A potential new treatment for Alzheimer’s disease -- partly based on technology developed in Connecticut -- has proven in an early clinical trial to reverse some of the cognitive decline which is a hallmark of the disease.
Most current approaches to slowing or curing Alzheimer’s involve drugs -- but this is a medical device.
It’s a close-fitting cap containing an array of antennae that can provide a dose of radio waves to the brain of a patient.
Arizona-based NeuroEM Therapeutics collaborated with Connecticut inventor Eric Knight, CEO of Remarkable Technologies, on this novel approach to a disease that affects more than 5 million Americans.
In a small trial of just eight patients -- independently carried out by the Byrd Alzheimer’s Institute in Florida -- the device was shown to stabilize or reverse cognitive decline in all but one.
The therapy is called transcranial electromagnetic treatment, or TEMT. In this early trial, designed to prove the safety and initial efficacy of the device, patients wore the cap for two one-hour sessions each day over a period of two months.
“This pioneering study suggests that TEMT may be an entirely new therapeutic intervention against Alzheimer’s disease,” said Dr. Gary Arendash, CEO of NeuroEM Therapeutics in a statement. “TEMT appears to be affecting the Alzheimer’s disease process through several actions directly inside neurons (brain cells), which is where we believe the disease process needs to be stopped and hopefully reversed.”
The patients were given an array of cognitive assessment tests before the start of the trial, and the same tests were then repeated two weeks after the end of their treatment. The researchers say that memory decline in most patients appeared to have been reversed to cognitive levels equivalent to 12 months earlier.
Stratford-based angel investor Dr. Ed Goodwin was an early backer of the technology, and he’s now on the board of NeuroEM.

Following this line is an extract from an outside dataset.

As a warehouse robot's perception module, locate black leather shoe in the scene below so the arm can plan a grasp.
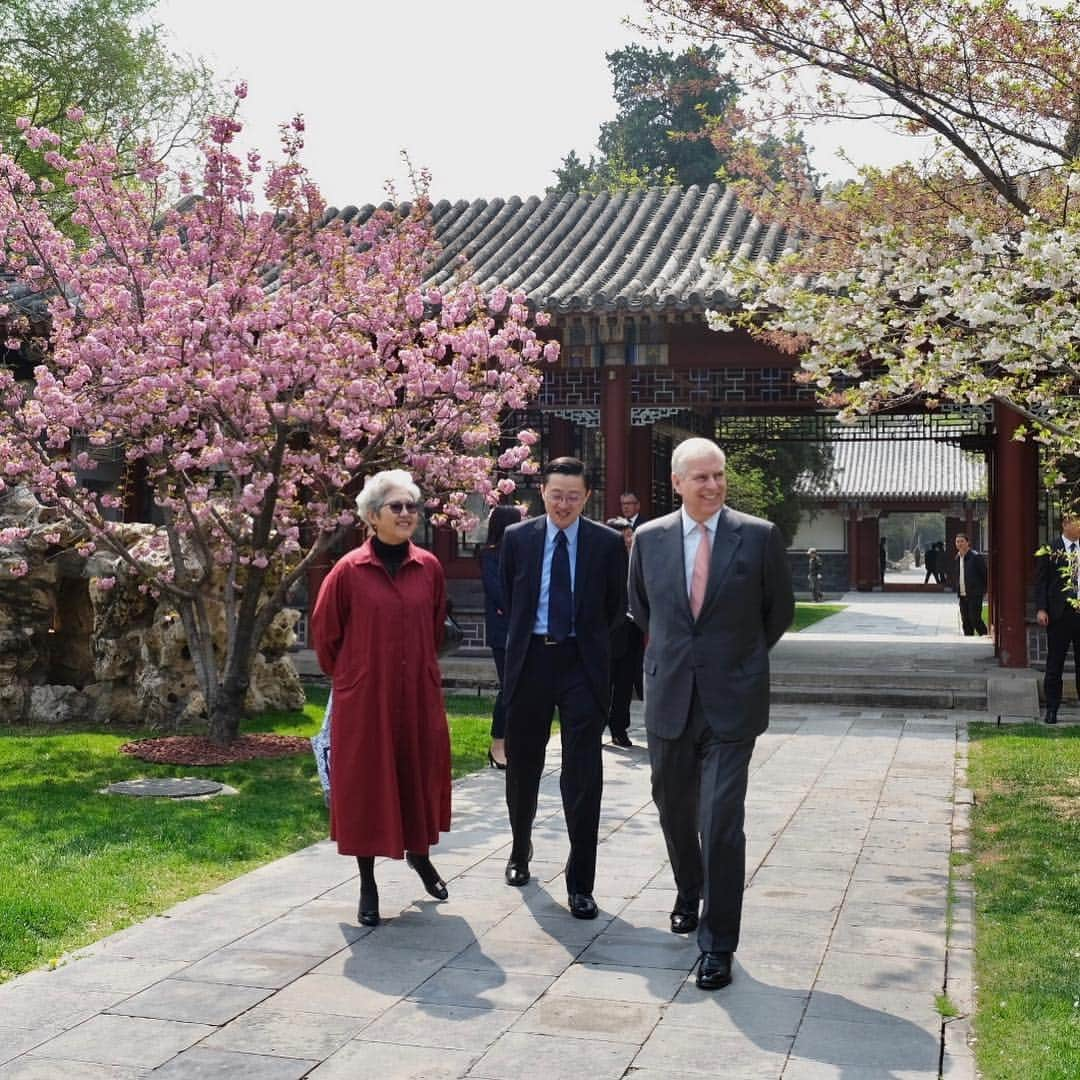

“Normally you’d expect people to be declining by a point or two or three over the course of a two month study, in their scores,” he explained in an interview with Connecticut Public Radio. “I think the average score improvement [in the test patients] was over four points, which is -- like, nobody sees that in an Alzheimer’s test.”
But he said he expects the response of the Alzheimer’s research community to this result to be restrained.
“I think cautious optimism describes everybody’s view in early stage studies, which is very appropriate,” he said. “Alzheimer’s disease has been an extraordinarily difficult nut to crack.”
This early trial was small scale, and conducted without a control group receiving only placebo treatment. The company now expects to move into a larger pivotal trial, involving 120 patients at several institutions, and testing several versions of the treatment. That’s expected to start early in 2020, and take at least a year to complete.
Eric Knight, the Connecticut-based inventor who collaborated with NeuroEM to develop the technology, called the trial outcome “by far the proudest moment of my professional life.”
“As an inventor and entrepreneur, all you can hope for is to have opportunities to make a positive impact on society,” he said. “And this is about as important as it gets.”